October 29, 2013

Seeking Advice

An advice columnist recently got a letter from a mother of three young children - middle school and elementary age. Her question wasn’t about whether or not to get a divorce, but rather when to get a divorce. The children, and apparently the husband, had no inkling there theirs was not a happy family. However, the mother was miserable and didn’t think she could wait 10 years until the kids went off to college. She wondered if the children would handle the divorce better now, or when they got to high school. Obviously the mother was looking for divorce support from a non-invested party. I was reminded of King Rehoboam who consulted the elders that had served his father Solomon on how to rule the people. Rejecting their advice, however, he sought the counsel of the young men he’d grown up with. It is amazing how we seek advice from those we think will agree with our plans. “Woe to the obstinate children,” declares the LORD, “to those who carry out plans that are not mine, forming an alliance, but not by my Spirit, heaping sin upon sin… (Isaiah 30:1 NIV)

1 comment:

Steve Corey said...

Gail;

-----A life is a collision between self and reality.

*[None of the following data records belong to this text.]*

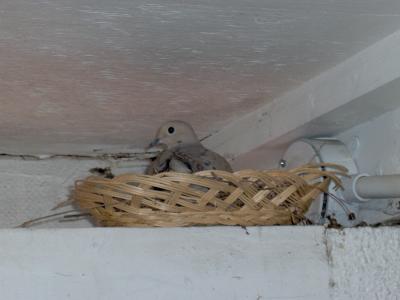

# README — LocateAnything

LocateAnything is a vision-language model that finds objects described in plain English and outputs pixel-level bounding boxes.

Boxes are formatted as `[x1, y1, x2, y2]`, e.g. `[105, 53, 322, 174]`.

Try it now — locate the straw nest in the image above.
[73, 164, 347, 227]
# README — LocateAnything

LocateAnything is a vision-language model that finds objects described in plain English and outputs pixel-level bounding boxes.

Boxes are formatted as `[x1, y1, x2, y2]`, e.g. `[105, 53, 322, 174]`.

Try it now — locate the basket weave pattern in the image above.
[74, 164, 347, 227]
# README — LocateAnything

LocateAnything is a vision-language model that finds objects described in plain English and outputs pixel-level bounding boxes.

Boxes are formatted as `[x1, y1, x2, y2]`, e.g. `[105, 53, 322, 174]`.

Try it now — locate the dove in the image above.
[146, 121, 232, 175]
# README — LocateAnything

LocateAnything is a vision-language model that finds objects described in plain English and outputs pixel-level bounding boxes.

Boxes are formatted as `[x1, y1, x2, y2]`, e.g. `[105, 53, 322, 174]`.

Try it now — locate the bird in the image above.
[146, 120, 233, 175]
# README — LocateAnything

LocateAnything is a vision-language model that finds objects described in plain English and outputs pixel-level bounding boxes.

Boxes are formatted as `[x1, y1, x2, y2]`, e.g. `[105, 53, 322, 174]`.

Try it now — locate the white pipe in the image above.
[356, 175, 400, 199]
[343, 174, 400, 202]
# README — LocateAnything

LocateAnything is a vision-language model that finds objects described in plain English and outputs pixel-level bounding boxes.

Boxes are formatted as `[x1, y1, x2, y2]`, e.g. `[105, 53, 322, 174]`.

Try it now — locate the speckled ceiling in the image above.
[0, 0, 400, 153]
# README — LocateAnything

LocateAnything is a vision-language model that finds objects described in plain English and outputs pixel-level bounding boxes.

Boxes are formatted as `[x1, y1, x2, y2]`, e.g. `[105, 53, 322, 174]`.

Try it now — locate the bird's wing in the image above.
[171, 145, 232, 172]
[146, 150, 173, 175]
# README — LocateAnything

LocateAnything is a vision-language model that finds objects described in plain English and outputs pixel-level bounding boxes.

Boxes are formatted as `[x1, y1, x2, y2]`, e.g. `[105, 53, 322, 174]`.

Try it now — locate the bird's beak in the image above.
[146, 139, 160, 150]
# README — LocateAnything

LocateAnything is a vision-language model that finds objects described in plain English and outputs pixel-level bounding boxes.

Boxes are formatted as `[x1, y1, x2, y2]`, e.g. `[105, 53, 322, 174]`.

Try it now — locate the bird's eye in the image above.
[168, 127, 175, 134]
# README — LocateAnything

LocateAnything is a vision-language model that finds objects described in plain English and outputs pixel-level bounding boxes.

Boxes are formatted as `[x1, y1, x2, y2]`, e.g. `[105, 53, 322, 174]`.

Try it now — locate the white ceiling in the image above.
[0, 0, 400, 152]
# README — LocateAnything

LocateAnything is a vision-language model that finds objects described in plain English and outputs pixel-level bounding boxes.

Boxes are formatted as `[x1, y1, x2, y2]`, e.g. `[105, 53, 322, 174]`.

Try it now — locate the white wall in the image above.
[337, 106, 400, 222]
[0, 227, 400, 300]
[338, 105, 400, 175]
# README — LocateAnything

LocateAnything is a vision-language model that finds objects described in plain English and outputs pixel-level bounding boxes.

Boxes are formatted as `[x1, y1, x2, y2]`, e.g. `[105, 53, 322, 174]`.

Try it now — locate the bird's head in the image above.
[149, 121, 200, 149]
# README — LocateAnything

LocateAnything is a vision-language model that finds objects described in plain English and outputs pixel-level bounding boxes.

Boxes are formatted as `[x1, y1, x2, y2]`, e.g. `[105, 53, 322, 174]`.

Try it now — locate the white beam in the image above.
[204, 31, 400, 169]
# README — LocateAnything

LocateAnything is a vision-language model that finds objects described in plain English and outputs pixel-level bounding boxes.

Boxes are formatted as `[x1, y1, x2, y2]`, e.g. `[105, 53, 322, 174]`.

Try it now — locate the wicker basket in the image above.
[74, 164, 347, 227]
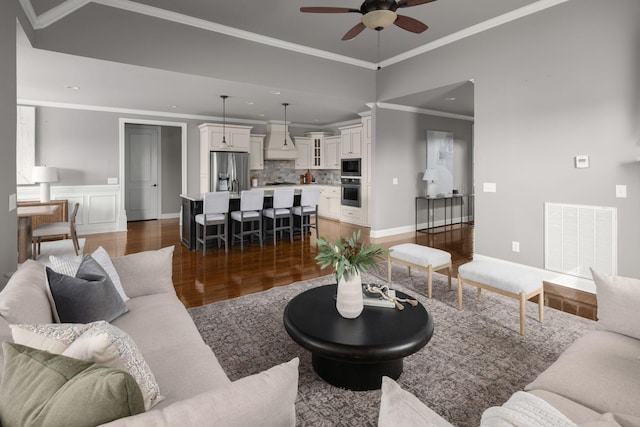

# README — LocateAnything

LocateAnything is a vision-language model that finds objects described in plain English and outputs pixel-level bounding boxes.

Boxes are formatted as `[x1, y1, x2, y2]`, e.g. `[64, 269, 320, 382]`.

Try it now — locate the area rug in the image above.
[189, 265, 595, 427]
[32, 238, 86, 265]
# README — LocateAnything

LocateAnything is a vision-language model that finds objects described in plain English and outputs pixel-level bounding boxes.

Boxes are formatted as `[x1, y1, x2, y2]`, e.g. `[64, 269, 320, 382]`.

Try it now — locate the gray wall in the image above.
[0, 0, 18, 288]
[25, 105, 202, 214]
[371, 108, 472, 231]
[377, 0, 640, 277]
[160, 126, 182, 214]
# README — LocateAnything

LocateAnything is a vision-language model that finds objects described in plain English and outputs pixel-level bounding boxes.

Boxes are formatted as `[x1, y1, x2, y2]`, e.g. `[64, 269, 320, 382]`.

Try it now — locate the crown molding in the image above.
[380, 0, 569, 68]
[376, 102, 474, 122]
[16, 98, 359, 130]
[16, 99, 267, 125]
[20, 0, 569, 70]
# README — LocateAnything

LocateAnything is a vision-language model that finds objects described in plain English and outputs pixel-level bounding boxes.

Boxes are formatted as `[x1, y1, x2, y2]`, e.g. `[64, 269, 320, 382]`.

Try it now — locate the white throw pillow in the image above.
[62, 321, 164, 410]
[11, 320, 164, 410]
[591, 269, 640, 339]
[378, 377, 453, 427]
[49, 246, 129, 302]
[100, 357, 300, 427]
[10, 323, 92, 354]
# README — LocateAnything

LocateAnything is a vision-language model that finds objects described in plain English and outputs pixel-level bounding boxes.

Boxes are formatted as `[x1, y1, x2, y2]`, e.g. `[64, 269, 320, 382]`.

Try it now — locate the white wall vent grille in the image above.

Neither are entirely flexible. And both are somewhat brittle. We bring to the collision our desires, and try to impress them upon reality. That is not a bad thing. Unfortunately, what we desire more often is. And when we see portions of reality that will be fractured by the pressure of our desires, then it is often not advice we seek, but permission.
-----Certainly we have a right, even a need, to bend reality somewhat by expressing ourselves into its shape. But the fact of the need does not validate every available option. The effects of the bend does. If they are goodness for everyone and everything effected, then an option is valid and will effect an impression of Christ. Even if its effects might be neutral, an option might be valid. But when an option is detrimental to other people or situations, that is a sacrifice of reality for a mere expression of the self. And when the expression is as stark as the ending and/or forced changing of deeply intertwined relationships, the sacrifice becomes very costly indeed, and the impression very anti-Christ.
-----Sorting out whether an action might be constructive or destructive is the purpose of advisors. But when a heart sequesters itself away in a closet for pondering issues, reality should quake in its boots. Every time the heart will come out of the closet having concocted desires and ambitions out of tune with its surroundings. Battles will occur, and the normal adjustments of getting along will become death in parts and pieces at first, chunks and masses later. And any use of advisors will be only for acquiring approval.
-----Rarely does a situation have an option full of goodness for everyone, including the actor. Most all options of any situation are admixtures of good and bad. Even the heart desiring to effect good for all can become quite conflicted between one choice which might harm this but benefit that, or the other harming that and benefiting this. And having few options of total good for all even presses some good folks into passive lifestyles. So advisors are for helping us sort facts from fictions and truths from biases for finding the best cost/benefit option on one hand, and for encouraging us to actually do it, on the other. When we get well practiced, we begin letting the realities of our surroundings shape our desires and ambitions somewhat, too, always choosing to pay the lesser cost of a piece of the old man, rather than the greater cost of damaging the new one. At that point, the divorce can be scrapped.